Much of his practice is focused on implantology—the embedding of special screws into the jaw bone and placement of a prosthetic tooth on top. Good implants have virtually replaced the need for bridges (prosthetic teeth that are cemented to their healthy neighbors) and removable appliances—the modern versions of George Washington’s dentures.
In advanced cases, Keller can rebuild lost bone through grafting. When periodontic disease is detected early enough, he can use antibiotic medicines or materials to eradicate the problem before it affects the bone, thus avoiding surgery. “We do everything we can to save a tooth,” Keller says.
Keller stays abreast of the latest advancements in materials and technique by reading the top journals on periodontics, taking regular continuing education courses and visiting periodontists around the county to observe their practices.
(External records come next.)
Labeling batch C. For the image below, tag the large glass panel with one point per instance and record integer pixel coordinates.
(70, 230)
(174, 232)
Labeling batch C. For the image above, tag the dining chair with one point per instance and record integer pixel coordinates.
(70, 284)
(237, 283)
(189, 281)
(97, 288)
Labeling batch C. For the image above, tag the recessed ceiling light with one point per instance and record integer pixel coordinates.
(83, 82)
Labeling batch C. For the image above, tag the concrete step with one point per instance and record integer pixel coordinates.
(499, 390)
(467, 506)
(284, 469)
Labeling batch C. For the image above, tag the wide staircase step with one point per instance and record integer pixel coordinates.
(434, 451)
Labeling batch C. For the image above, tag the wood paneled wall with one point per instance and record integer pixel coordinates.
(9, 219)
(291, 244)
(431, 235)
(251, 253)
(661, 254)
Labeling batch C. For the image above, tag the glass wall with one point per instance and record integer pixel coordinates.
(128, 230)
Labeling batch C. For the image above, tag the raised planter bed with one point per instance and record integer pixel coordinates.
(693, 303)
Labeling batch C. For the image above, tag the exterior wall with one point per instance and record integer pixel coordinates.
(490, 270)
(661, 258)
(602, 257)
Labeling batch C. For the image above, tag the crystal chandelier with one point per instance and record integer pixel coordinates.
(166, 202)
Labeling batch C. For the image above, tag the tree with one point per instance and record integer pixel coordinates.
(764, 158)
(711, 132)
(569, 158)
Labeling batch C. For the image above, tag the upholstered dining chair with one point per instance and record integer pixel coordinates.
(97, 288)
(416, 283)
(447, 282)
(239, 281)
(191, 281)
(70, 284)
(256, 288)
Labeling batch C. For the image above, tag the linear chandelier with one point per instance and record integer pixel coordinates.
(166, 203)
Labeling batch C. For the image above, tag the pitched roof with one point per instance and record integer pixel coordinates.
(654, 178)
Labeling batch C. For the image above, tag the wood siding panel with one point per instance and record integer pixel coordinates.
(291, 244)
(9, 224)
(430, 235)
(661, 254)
That translates into things like new technology for his office, such as a CAT scan machine that provides him with 3D images of patients’ mouths—a great advance over standard X-rays.
“We find so much more to discuss with the patient,” Keller says. “We can plan treatment better.”
Beware: Up to 25 percent of us have a gene that predisposes us to periodontal disease. Yet the disease still needs bacteria to work its evil, so regular, effective brushing and flossing is the best prevention. “If you floss your teeth, you can live an extra 10 years,” Keller says.
It also helps to eat right and stay physically fit. If you smoke, quit. And avoid stress. “When you’re stressed, oral hygiene is the first thing to go,” Keller says. “If you don’t take care of yourself, your immune system will change. The healthiest people we see are in good shape.”